Commissioned by University of South Florida’s Contemporary Art Museum (USFCAM), The Music Box: Tampa Bay was a temporary musical architecture installation by visiting artists New Orleans Airlift (NOA) in collaboration with local artists, and students from the university and community partner. Working with NOA’s model of collaboration and use of reclaimed materials from the site, the artists created architectural structures which were capable of generating sound and transformed a local pocket park into a musical village for a month-long series of free musical performances and cultural events and a place for experimentation, exploration and play.
The goals of commissioning NOA to bring their model of The Music Box, a unique multi-disciplinary project, to Tampa were fuse art, architecture, music, engineering, and history to create a performance space to incite wonder and discovery, as well as bridge and unite communities through the stimulation of new audiences and creative alliances. The artist-designed musical structures were integral to transforming the site, a small park along lush sub-tropical riverbanks in an underserved neighborhood, into a magical village and sonic playground to inspire invention and exploration in visitors of all ages. During the design and build phase of the project, the collaboration between the commissioned artists was vital to the conceptualization of the structures and their placement and role within the village site. The commissioned artists considered sustained functionality, accessibility, and visibility of the performers and public interaction with the “musical houses” during the invention and integration of the instruments into the architectural design and the overall design of the public art installation.

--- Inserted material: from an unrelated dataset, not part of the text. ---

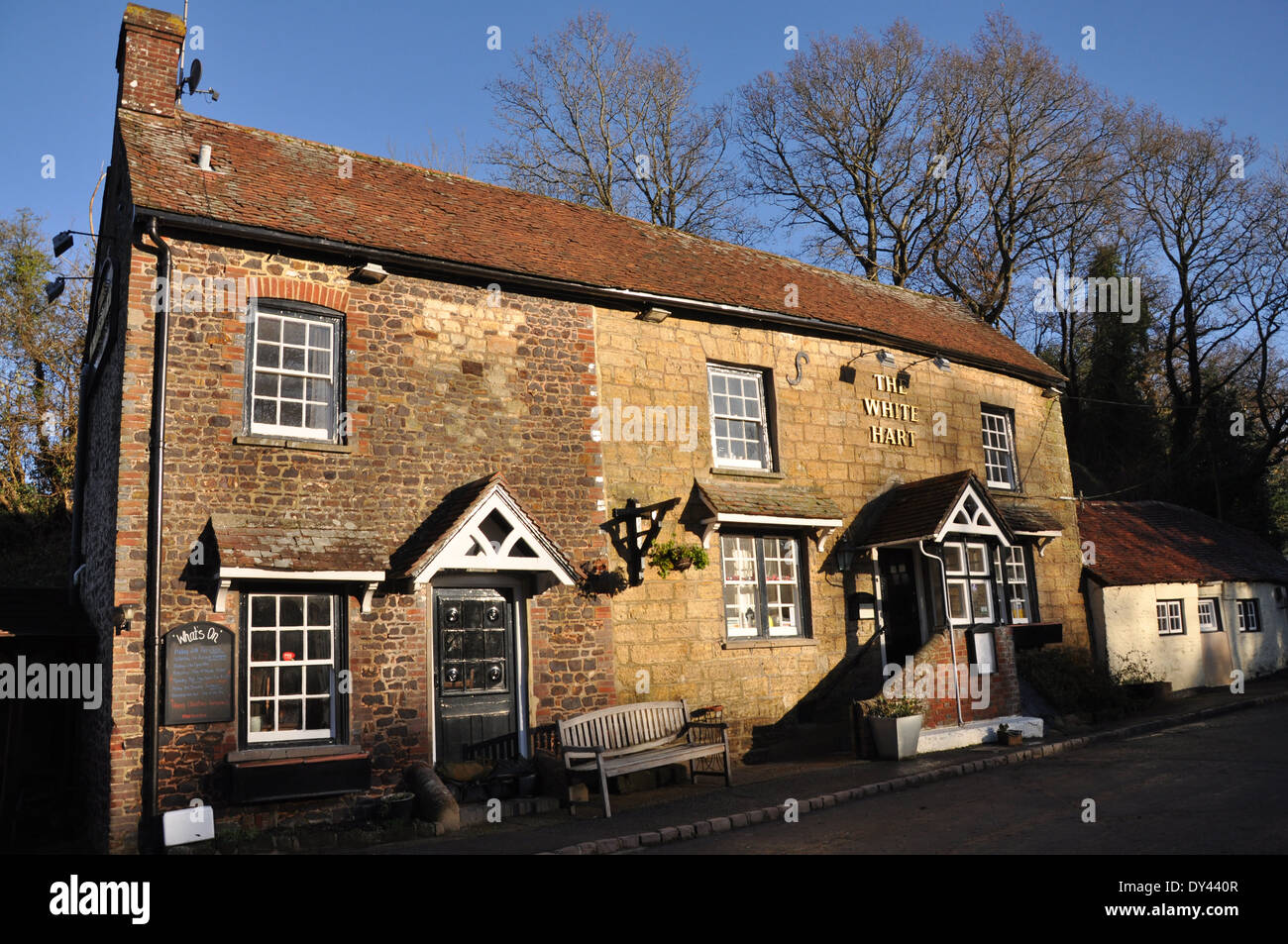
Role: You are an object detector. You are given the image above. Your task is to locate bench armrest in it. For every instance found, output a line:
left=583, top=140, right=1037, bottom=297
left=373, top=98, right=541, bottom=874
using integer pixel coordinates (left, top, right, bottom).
left=564, top=744, right=608, bottom=760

The Music Box: Tampa Bay public art project was artist driven from concept to implementation. The collaborating artists and participating students were guided through the design and build phases of the project by the founders and technical directors from New Orleans Airlift. Visual artists worked with sound artists to invent “houses” with embedded instrumentation– The Pitch Bow House featured clavichord and creaky wooden floors, sliding door and window guitars; The Syphonium, a water tower with musical pipes, provided an opportunity for a performer to play the instrument by pedaling a bicycle to pump water into the system from the nearby river; and the Lunar Tool Shed included an array of re-purposed garden tools that functioned as musical instruments, including the shovel bass. The Music Box project was informed and inspired by NOA’s philosophy of uniting artists and building community by bringing disparate groups together through common and powerful goals, shared resources and exchange of expertise and knowledge. Transformed into a performance space, the project became a platform and creative catalyst for local musicians, dancers and performers to collaborate and expand their practice in new directions.

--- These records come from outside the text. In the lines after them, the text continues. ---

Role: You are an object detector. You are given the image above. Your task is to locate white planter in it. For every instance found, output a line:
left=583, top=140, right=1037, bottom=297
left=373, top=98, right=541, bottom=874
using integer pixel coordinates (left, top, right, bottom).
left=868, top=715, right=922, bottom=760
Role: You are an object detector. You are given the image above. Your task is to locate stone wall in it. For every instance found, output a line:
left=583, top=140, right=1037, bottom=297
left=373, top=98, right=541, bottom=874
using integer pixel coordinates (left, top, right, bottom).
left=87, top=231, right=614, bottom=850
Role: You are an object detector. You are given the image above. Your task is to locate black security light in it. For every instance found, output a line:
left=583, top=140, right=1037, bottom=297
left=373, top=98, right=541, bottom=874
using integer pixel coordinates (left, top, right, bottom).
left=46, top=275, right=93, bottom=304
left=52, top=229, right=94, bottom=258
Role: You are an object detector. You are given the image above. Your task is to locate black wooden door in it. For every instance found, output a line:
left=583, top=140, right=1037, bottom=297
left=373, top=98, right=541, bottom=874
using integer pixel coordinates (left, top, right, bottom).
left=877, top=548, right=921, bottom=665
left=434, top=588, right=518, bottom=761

The Music Box: Tampa Bay extended its creative and community reach through free cultural events offered to the public for four consecutive weekends, from March 25 through April 17, 2016. In total, 60 musicians and performers entertained nearly 1,500 audience members during eight performances over the month-long project. Additional programming reverberated the creative force of the project: open play days, talk about the history and geography of area by local historians, an open jam session, and an open mic night hosted by the a youth spoken word group, who performed works inspired from the sounds of the structures.